How antennae encode mechanical stimuli for tactile navigation

In an earlier research project we looked at the how cockroaches use their antennae as to feel surface in front of them and navigate in low light. Our approach in that project was to find the simplest control law the cockroaches could be using to maneuver by touch. This is part of our general approach to use feedback control and dynamic systems techniques to figure out how the brains and bodies of animals work together to produce stable and maneuverable movement. Cockroaches like to run along walls and other vertical surfaces. We discovered that to follow turns in the wall the cockroach has to detect not only how far away from the wall it is, but also how fast it is approaching the wall (a proportional, derivative control) and that these two pieces of information are present when we record from the whole population of neurons in the antenna of the cockroach.
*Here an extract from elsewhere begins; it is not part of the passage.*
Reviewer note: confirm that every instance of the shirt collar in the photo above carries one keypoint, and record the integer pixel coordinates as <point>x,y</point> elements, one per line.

However the response in the antenna was highly filtered -- when the antenna moves against a wall for only 40 ms the neurons are active for ~300 ms, long enough to act as a simple control input for the motor system. This inspired a new neurophysiological hypothesis about how the antenna works. Either each individual mechano-sensor in the antenna could do sophisticated process and filter the tactile signal or the information could emerge at the population level. Instead of letting the cockroach run along a variable we restrained the cockroach so that we could record from its antennal neurons and moved a wall segment (made from subwoofer) to actuate the antenna. We record from many individual neural units in the cockroach's antenna and found that each individual neural response encodes the velocity of the wall's movement. However the temporal filtering that occurs is not present in each neuron. Instead each response was over fairly quickly (~40-50 ms) but occurred at different times (latencies) after the stimulus. The result is that if you summed the response of all the neurons, we could recreate a signal that had both the velocity encoding and the correct timescale to act as a control input. This work is a good example of figuring out first how animal has to control its body to perform agile locomotion and then second using this knowledge to make predictions about how the nervous system processes information. In this case it appears that most of the processing necessary for the cockroach to wall-follow is accomplished in the peripheral encoding on sensory stimuli.